What if in eternity, we are entering a different state when it comes to time. What if when we died we were exiting time altogether! Just think, we have discovered that time had a beginning. Thus, time itself is a finite feature of this universe, living inside this universe such that if the universe died, time would also die. AND we discovered it’s a non-uniform feature at that! Relativity Theory tells us Time can be experienced differently depending on how fast you are moving relative to other bodies.
If Time is this flexible and finite, can it not be true that when we die Time is no longer defined by the seconds that tick by on some universal clock, but by the endurance of a new state of being? The state of being “saved”, the state of being “damned”. If this is true, then the eternal nature of hell is not defined by infinite time, but rather by entry into “lostness.” This eternal state is like the eternal God, no beginning or end, it simply is the ever present now. It is not a question of disproportionate punishment then, it is a question of which timeless reality was selected for in this life? A reality of life, communal joy and oneness with God, or a reality of privation, exclusion, and banishment?
DESTROYING A SOUL
Third, speaking of privation and exclusion, these point to the different metaphors Jesus uses when talking about hell. Fire is the most prevalent. And if we focus on this literally (which almost no Bible scholars think we should), we miss the most obvious thing about fire: fire destroys. And Jesus did say that God could “destroy both body and soul in hell.” (Matt 10:28) This prime metaphor gets to the duration of hell. Destruction suggests a thing ceases to exist or is unmade. As I mentioned above, some take this to mean that a soul could be annihilated – that the suffering in hell would end when the soul is fully destroyed.

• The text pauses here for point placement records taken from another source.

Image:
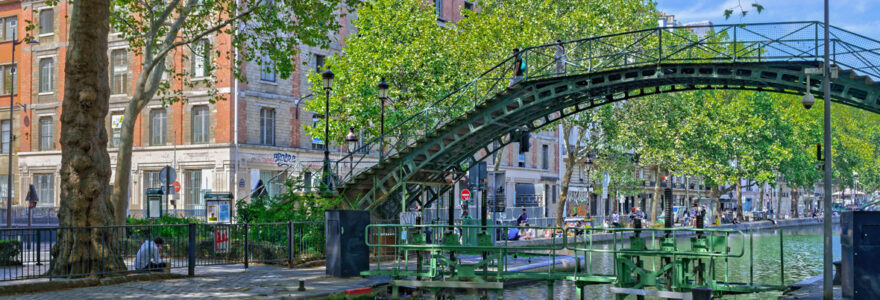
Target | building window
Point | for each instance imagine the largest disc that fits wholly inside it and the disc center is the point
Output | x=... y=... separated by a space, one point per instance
x=151 y=180
x=119 y=65
x=545 y=153
x=157 y=127
x=45 y=185
x=46 y=133
x=9 y=28
x=5 y=134
x=438 y=4
x=267 y=126
x=200 y=124
x=317 y=143
x=201 y=58
x=8 y=84
x=193 y=191
x=115 y=129
x=47 y=75
x=47 y=21
x=273 y=181
x=267 y=72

Maybe that’s the case. But if we keep fire in mind, that symbol tells us that nothing that burns is ever truly annihilated. It simply turns into something else. CS Lewis noted this when he wrote:
“The destruction of one thing means the emergence of something else. Burn a log, and you have gases, heat and ash. To have been a log means now being those three things. If souls can be destroyed, must there not be a state of having been a human soul? And is not that, perhaps, the state which is equally well described as torment, destruction and privation? …what is cast (or casts itself) into hell is not a man: it is ‘remains’.” (Emphasis original)
CS Lewis (Problem of Pain)
I think that quote itself comes the closest to reconciling the traditional view with the annihilationist position. Hell is infinite in the sense what is there is there forever, but hell is finite in that what is there is not what we think of as people existing forever, rather ‘what used to be people’.
Either way, I think we can conclude two things: that the problem of disproportionate punishment fades away as we consider the different experience of time in eternity and the different experience of being ‘unmade’ in eternity.
Once we get through that controversy, we can see that the point Jesus made was simply to inform us that the stakes involved in securing our souls in this life are unbelievably high. And without being reconciled to God, he said, it is not safe to die (Luke 12:20-21).